Oran - Pieds noirs


A propos des diverses populations de notre village, il convient de noter que la communauté musulmane n'était pas majoritairement en nombre à Arzew. Il y aurait même eu une assez importante majorité européenne chez nous. Les deux fractions de la populations, trois si l'on compte la communauté juive, connurent donc des situations peu ou moins conflictuelles qu'ailleurs dans notre beau pays.

Les langues communes étaient le français bien sûr, un peu difficile pourtant pour certains et le valencien, cette langue du Levant espagnol. Pratiquement toutes les communautés parlaient cette langue, d'où une communication facilitée entre tous. Personne n'était complètement isolé de son voisin par une langue incompréhensible. Il convient aussi de rappeler la communauté de métier, la majorité de la population vivant de la mer et par la mer.

Dans nombre de maisons aussi, le "patio" réunissait les membres de toutes les communautés et les échanges en étaient facilités.

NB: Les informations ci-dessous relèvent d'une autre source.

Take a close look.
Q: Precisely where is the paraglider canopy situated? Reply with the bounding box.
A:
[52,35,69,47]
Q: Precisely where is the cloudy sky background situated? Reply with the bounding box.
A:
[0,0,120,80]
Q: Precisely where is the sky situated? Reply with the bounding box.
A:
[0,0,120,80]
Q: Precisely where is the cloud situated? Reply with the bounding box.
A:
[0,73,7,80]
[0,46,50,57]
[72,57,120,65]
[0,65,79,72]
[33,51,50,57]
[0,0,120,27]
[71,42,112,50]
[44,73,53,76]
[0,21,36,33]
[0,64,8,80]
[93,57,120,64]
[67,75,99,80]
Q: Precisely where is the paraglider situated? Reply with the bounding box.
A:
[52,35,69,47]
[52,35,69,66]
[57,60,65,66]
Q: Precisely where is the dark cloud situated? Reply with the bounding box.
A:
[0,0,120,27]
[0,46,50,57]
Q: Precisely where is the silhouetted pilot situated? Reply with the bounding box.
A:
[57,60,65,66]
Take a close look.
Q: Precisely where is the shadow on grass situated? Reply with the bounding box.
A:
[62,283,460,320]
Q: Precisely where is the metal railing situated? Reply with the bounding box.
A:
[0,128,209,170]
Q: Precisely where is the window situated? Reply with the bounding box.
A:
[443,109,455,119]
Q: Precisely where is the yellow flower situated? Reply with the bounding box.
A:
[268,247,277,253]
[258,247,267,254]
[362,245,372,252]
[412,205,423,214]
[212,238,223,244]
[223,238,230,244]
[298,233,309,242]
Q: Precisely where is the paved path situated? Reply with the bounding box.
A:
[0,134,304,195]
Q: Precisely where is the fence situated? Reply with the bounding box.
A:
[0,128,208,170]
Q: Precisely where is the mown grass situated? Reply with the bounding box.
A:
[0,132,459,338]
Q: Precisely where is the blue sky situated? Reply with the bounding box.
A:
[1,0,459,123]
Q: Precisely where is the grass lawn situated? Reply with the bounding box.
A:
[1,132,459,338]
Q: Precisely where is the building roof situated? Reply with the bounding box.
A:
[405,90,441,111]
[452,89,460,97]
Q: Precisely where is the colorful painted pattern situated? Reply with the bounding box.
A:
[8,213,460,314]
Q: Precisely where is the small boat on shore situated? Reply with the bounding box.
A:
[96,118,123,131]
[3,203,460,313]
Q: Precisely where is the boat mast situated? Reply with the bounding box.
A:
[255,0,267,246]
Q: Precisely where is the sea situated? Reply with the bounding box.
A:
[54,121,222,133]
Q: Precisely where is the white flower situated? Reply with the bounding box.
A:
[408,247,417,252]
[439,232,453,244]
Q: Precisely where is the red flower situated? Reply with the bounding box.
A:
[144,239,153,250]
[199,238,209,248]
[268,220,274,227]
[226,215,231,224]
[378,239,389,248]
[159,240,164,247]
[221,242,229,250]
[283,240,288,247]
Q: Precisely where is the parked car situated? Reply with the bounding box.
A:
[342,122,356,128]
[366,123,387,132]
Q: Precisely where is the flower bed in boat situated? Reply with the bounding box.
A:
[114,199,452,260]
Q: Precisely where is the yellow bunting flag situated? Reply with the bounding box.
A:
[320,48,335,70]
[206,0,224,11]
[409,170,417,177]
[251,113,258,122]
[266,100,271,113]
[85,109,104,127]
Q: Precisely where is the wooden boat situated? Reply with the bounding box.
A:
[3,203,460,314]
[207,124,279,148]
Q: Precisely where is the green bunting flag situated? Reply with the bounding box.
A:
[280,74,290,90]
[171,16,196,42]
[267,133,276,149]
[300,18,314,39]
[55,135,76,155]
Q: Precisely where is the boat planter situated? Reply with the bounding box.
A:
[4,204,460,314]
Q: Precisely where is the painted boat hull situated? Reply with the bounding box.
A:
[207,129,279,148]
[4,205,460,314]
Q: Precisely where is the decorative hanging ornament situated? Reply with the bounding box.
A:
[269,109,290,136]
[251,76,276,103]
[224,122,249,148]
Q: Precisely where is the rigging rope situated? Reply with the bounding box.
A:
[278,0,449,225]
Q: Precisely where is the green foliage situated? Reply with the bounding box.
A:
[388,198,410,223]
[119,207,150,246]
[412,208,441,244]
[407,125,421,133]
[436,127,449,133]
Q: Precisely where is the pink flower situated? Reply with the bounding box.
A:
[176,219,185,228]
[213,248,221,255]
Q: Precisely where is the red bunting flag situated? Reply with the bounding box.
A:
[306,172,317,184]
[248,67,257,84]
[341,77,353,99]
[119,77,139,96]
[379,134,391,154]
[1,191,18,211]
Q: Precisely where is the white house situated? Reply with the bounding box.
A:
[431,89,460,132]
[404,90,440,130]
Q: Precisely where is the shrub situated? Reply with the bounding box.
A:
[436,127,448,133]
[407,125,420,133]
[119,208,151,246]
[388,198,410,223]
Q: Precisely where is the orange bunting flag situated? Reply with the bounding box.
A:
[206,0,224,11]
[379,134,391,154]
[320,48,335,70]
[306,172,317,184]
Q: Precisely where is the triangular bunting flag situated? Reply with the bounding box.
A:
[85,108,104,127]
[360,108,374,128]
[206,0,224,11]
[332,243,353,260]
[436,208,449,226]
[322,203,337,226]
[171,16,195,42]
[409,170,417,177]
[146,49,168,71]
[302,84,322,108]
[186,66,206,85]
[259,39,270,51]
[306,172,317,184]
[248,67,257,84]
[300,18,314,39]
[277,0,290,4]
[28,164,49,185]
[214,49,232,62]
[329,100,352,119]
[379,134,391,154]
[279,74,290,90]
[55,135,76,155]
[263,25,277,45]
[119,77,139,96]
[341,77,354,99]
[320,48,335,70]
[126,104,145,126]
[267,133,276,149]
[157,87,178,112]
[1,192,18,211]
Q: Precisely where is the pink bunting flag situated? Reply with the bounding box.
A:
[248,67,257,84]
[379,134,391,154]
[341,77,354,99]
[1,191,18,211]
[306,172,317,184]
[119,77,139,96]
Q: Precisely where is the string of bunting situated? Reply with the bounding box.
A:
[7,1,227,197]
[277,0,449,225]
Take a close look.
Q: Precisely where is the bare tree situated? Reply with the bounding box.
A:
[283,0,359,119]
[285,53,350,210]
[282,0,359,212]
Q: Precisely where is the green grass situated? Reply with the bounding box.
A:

Les plus isolés en fait étaient les membres de la communauté juive mais non les Benhamou ou les Bénichou qui étaient "nous". Si les liens de travail et la cohabitation dans les cours étaient réels, cela n'empêchait pas les membres de la communauté musulmane de se retirer après la vie commune de travail, partagée en ville ou sur le port, de se retirer dans son douar de la Guetna, pour une vie séparée et particulière. Les femmes musulmanes dans leur éloignement et le mystère de leurs voiles qui ne laissaient apparaître qu'un seul œil, restèrent jusqu'à la fin, dans un monde inaccessible.

Un dernier signe de l'esprit fraternel qui régnait à Arzew, c'est la direction de l'école de la Guetna assurée par MM Thubert et Lili Benyamine. Elie Benyamine répandit chez ses élèves, tous musulmans, les idées de tolérance, de respect mutuel, d'amitié souvent et le sens de la communauté arzewienne.

Avant d'être Musulmans, Juifs, Français, Espagnols, Italiens nous étions Arzewiens, amoureux et fiers de notre village.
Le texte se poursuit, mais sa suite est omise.